Add: pagination support for issue requests (#140)

lwasser · web-flow · commit a76ba9765a8b · 2024-03-20T17:46:20.000-06:00
diff --git a/CHANGELOG.md b/CHANGELOG.md
@@ -12,6 +12,7 @@
 - Fix: Refactor all issue related GitHub methods to gh_client module (@lwasser, #125)
 - Add: support for partners and emeritus_editor in contributor model (@lwasser, #133)
 - Fix: Refactor all contributor GitHub related methods into gh_client module from contributors module (@lwasser, #125)

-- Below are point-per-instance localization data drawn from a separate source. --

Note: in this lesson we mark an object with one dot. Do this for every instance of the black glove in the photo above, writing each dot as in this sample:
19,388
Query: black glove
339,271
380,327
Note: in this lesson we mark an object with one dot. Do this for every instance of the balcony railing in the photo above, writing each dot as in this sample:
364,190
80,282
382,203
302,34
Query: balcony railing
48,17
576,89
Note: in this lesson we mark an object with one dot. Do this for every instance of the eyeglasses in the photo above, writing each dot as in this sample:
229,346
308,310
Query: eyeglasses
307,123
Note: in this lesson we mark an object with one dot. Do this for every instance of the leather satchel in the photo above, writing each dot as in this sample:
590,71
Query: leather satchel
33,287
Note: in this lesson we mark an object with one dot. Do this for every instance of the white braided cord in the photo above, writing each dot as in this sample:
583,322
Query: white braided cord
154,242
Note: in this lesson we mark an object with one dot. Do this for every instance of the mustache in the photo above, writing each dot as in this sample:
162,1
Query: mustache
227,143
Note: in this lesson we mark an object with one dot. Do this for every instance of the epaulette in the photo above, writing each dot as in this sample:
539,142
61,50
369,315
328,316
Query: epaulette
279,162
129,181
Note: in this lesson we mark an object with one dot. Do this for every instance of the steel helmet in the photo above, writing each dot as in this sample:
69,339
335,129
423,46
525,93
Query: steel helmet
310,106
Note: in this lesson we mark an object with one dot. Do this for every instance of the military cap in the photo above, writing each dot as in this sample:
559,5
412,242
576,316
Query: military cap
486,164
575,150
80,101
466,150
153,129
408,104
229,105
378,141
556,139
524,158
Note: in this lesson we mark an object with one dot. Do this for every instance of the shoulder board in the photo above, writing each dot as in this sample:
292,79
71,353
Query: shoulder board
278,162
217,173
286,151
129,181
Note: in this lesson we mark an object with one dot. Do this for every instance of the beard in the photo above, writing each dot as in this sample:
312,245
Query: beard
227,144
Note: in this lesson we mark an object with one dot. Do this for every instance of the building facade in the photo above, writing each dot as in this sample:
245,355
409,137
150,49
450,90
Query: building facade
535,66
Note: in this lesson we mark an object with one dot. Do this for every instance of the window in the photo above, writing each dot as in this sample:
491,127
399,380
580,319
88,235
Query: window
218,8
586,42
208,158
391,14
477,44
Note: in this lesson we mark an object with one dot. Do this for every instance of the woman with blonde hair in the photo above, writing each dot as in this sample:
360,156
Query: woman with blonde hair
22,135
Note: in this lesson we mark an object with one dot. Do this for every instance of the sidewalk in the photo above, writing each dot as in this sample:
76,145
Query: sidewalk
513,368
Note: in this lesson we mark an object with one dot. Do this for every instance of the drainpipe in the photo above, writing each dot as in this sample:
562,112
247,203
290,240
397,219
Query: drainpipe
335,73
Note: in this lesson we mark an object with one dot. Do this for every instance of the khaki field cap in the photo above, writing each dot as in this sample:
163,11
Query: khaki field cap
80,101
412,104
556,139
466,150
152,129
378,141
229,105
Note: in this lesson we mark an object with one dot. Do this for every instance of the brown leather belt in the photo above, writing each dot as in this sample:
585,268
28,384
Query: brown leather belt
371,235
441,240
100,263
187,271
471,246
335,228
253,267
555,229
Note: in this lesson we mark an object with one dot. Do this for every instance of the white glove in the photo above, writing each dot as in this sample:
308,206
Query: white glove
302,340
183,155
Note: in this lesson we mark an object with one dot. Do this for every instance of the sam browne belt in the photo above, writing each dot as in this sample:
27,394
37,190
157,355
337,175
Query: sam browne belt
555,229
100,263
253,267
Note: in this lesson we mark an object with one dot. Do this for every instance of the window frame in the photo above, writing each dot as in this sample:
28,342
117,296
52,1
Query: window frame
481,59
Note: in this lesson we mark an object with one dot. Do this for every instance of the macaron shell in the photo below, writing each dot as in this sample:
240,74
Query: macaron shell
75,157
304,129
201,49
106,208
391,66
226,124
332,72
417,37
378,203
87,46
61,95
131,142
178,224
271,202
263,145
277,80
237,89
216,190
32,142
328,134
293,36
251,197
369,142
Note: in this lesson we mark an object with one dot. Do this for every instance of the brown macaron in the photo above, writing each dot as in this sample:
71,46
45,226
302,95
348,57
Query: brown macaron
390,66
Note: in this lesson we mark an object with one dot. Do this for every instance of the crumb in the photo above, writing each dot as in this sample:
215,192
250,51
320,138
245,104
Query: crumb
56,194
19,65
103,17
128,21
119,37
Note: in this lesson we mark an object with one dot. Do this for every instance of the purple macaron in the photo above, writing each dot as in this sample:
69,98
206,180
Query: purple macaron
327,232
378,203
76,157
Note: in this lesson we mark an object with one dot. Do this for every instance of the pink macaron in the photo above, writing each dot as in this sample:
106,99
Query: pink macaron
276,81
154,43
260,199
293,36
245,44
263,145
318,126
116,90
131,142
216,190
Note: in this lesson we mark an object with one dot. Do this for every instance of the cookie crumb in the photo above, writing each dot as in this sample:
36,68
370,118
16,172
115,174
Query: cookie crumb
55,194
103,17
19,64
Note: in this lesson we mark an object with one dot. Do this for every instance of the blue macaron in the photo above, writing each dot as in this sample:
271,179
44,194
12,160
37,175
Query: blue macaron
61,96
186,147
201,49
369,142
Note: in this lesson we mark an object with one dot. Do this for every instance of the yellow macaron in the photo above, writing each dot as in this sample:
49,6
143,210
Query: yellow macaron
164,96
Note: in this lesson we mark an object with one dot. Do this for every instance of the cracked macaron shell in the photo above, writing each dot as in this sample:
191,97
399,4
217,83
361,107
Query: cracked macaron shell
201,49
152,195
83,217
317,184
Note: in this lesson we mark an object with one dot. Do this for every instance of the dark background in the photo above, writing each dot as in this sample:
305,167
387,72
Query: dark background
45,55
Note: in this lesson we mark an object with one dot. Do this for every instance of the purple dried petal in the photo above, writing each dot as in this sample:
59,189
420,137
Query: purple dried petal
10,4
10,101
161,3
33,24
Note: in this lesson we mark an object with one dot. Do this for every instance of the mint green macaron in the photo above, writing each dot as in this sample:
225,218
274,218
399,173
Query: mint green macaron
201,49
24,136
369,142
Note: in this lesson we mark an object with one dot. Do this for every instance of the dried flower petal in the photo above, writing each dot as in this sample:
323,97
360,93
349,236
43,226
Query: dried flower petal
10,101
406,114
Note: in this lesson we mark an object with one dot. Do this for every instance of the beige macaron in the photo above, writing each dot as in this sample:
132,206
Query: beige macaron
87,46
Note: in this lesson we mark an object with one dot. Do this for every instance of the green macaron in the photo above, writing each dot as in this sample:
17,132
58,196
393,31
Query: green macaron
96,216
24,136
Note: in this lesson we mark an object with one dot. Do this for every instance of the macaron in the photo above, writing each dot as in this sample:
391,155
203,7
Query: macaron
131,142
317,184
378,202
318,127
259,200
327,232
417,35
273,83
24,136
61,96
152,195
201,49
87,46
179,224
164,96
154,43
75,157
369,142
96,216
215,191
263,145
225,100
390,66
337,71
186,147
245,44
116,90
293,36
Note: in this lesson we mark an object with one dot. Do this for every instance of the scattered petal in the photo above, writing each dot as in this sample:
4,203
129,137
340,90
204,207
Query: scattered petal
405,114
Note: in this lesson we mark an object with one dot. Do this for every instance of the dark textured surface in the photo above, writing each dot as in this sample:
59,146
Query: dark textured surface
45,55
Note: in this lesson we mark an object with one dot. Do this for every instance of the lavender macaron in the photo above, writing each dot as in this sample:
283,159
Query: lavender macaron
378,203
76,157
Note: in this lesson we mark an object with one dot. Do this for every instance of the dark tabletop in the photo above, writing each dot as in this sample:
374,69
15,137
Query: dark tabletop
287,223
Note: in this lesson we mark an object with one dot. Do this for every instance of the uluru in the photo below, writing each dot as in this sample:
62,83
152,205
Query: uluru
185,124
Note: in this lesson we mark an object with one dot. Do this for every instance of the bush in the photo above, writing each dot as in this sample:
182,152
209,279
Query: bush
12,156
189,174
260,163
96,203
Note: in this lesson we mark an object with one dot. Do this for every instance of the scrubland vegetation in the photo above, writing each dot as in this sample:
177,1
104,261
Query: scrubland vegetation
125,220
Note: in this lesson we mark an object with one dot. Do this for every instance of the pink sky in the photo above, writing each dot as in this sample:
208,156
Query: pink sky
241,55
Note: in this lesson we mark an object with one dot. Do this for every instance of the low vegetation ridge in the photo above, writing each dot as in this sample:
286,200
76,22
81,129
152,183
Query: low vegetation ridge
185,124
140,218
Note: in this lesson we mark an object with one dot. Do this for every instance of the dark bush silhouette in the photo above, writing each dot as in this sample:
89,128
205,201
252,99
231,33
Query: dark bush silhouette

+- Fix: Add support for pagination in github issue requests  (@lwasser, #139)
 
 
 ## [v0.2.3] - 2024-02-29
diff --git a/src/pyosmeta/github_api.py b/src/pyosmeta/github_api.py
@@ -11,6 +11,7 @@
 
 import logging
 import os
+import time
 
 import requests
 from dataclasses import dataclass
@@ -80,28 +81,69 @@ def api_endpoint(self):
         )
         return url
 
+    def handle_rate_limit(self, response):
+        """
+        Handle rate limiting by waiting until the rate limit resets.
+
+        Parameters
+        ----------
+        response : requests.Response
+            The response object from the API request.
+
+        Notes
+        -----
+        This method checks the remaining rate limit in the response headers.
+        If the remaining requests are exhausted, it calculates the time
+        until the rate limit resets and sleeps accordingly.
+        """
+
+        if "X-RateLimit-Remaining" in response.headers:
+            remaining_requests = int(response.headers["X-RateLimit-Remaining"])
+            if remaining_requests <= 0:
+                reset_time = int(response.headers["X-RateLimit-Reset"])
+                sleep_time = max(reset_time - time.time(), 0) + 1
+                time.sleep(sleep_time)
+
     def return_response(self) -> list[dict[str, object]]:
         """
         Make a GET request to the Github API endpoint
         Deserialize json response to list of dicts.
 
+        Handles pagination as github has a REST api 100 request max.
+
         Returns
         -------
         list
             List of dict items each containing a review issue
         """
 
+        results = []
+        # This is computed as a property. Reassign here to support pagination
+        # and new urls for each page
+        api_endpoint_url = self.api_endpoint
         try:
-            response = requests.get(
-                self.api_endpoint,
-                headers={"Authorization": f"token {self.get_token()}"},
-            )
-            response.raise_for_status()
+            while True:
+                response = requests.get(
+                    api_endpoint_url,
+                    headers={"Authorization": f"token {self.get_token()}"},
+                )
+                response.raise_for_status()
+                results.extend(response.json())
+
+                # Check if there are more pages to fetch
+                if "next" in response.links:
+                    next_url = response.links["next"]["url"]
+                    api_endpoint_url = next_url
+                else:
+                    break
+
+                # Handle rate limiting
+                self.handle_rate_limit(response)
 
         except requests.HTTPError as exception:
             raise exception
 
-        return response.json()
+        return results
 
     def get_repo_meta(self, url: str) -> dict[str, Any] | None:
         """